Aside from the theoretical legal underpinnings of his argument, the employee specifically requests us to consider first, and in isolation, the question of whether his work stress was unusual and extraordinary. AS 23.30.135 gives us very broad discretion in determining the procedure of our adjudications, specifically to best ascertain the rights of the parties. We will consider his request in light of the guideline from AS 23.30.135(a).

The statutory presumption of compensability for physical injury claims does not apply to a claim of mental injury caused by work-related stress. AS 23.20.120(c). In Williams v. State of Alaska, 939 P.2d 1065, 1071-72 (Alaska 1997), our Supreme Court held:

To prevail, [Employee] had to establish by a preponderance of the evidence, without benefit of the presumption of compensability, that: (1) "the work stress was extraordinary and unusual in comparison to pressures and tensions experienced by individuals in a comparable work environment"; and (2) the work stress, as measured by actual events, "was the predominant cause of the mental injury. . . . [E]ach element of the test for mental injury arising from work-related stress is mandatory. . . ." (Emphasis in original).
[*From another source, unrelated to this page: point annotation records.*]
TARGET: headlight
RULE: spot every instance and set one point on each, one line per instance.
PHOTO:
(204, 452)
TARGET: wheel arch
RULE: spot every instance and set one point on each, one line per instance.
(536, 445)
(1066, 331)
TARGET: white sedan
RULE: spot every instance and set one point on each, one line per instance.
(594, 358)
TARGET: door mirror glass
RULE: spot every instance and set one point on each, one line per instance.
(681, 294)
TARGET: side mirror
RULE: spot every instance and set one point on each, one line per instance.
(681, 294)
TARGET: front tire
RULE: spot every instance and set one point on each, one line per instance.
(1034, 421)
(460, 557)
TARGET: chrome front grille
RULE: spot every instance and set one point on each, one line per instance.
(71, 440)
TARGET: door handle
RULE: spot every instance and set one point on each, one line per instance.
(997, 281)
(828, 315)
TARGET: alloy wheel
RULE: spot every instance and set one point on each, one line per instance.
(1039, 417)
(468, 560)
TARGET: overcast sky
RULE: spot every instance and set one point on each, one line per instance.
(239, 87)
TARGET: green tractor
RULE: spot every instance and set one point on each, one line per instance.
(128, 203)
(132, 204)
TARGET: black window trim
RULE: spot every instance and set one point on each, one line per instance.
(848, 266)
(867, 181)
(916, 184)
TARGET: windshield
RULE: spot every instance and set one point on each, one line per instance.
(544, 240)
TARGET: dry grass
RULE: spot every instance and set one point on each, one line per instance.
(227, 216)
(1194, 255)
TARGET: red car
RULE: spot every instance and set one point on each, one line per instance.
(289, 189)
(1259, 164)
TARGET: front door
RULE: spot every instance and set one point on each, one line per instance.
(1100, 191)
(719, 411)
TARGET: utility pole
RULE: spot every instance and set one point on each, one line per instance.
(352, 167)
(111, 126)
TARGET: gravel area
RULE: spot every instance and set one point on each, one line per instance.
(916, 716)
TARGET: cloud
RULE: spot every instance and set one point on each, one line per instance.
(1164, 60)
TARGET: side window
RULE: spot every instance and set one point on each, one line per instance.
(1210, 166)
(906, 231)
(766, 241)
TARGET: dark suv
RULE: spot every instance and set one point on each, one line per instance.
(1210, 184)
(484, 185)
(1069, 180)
Because the statutory presumption of compensability does not apply to the employee's mental injury claim, he must prove his claim by a preponderance of the evidence. "Where one has the burden of proving asserted facts by a preponderance of the evidence, he must induce a belief in the minds of the [triers of fact] that the asserted facts are probably true. Saxton v. Harris, 395 P.2d 71, 72 (Alaska 1964). Claims for a mental injury must be based on actual events, not Employee's perception of the events. Arnold v. Tyson Seafoods Group, AWCB Decision No. 97-0253 (December 11, 1997).

For mental injuries arising from work-related stress, the Alaska Supreme Court requires that we must find each element of the test has been met independently before we can find the claim compensable. Williams, 939 P.2d at 1071-72. See Pool v. City of Wrangell, AWCB Decision No. 99-0191 (September 16, 1999).

Based on our review of the full written record, and the argument of the parties, we find many of the same witnesses and documents will be needed for the evaluation of each of the elements of a compensable mental injury under AS 23.30.395(17). Whether or not we eventually need to bifurcate certain issues in this case, we find we can best ascertain the rights of these parties by hearing and deciding all the elements of the test for a compensable mental injury under AS 23.30.395(17) in a single hearing. Under AS 23.30135, we deny the employee’s petition to hear separately the issue of whether the employee suffered extraordinary and unusual stress in his work as a magistrate for the employer.

ORDER

1. We have jurisdiction under AS 23.30.110(a) to hear all aspects of the employee’s mental stress claim.

2. Under AS 23.30135, we deny the employee’s petition to hear the issue of whether the employee suffered extraordinary and unusual stress in his work as a magistrate for the employer, separately from all other issues in his claim. All elements of AS 23.30.395(17) will be heard in a single proceeding.

Dated at Anchorage, Alaska this 22nd day of February, 20000.

ALASKA WORKERS' COMPENSATION BOARD

/s/ William Walters
William Walters, Designated Chairman

/s/ John A. Abshire
John A. Abshire, Member

RECONSIDERATION

A party may ask the Board to reconsider this decision by filing a petition for reconsideration under AS 44.62.540 and in accordance with 8 AAC 45.050. The petition requesting reconsideration must be filed with the Board within 15 days after delivery or mailing of this decision.

MODIFICATION

Within one year after the rejection of a claim or within one year after the last payment of benefits under AS 23.30.180, 23.30.185, 23.30.190, 23.30.200 or 23.30.215 a party may ask the Board to modify this decision under AS 23.30.130 by filing a petition in accordance with 8 AAC 45.150 and 8 AAC 45.050.

CERTIFICATION

I hereby certify that the foregoing is a full, true and correct copy of the Interlocutory Decision and Order in the matter of TIM JANNOTT employee / petitioner; v. ALASKA COURT SYSTEM, STATE OF ALASKA, self-insured employer / respondent; Case No. 199922119; dated and filed in the office of the Alaska Workers' Compensation Board in Anchorage, Alaska, this 22nd day of February, 2000.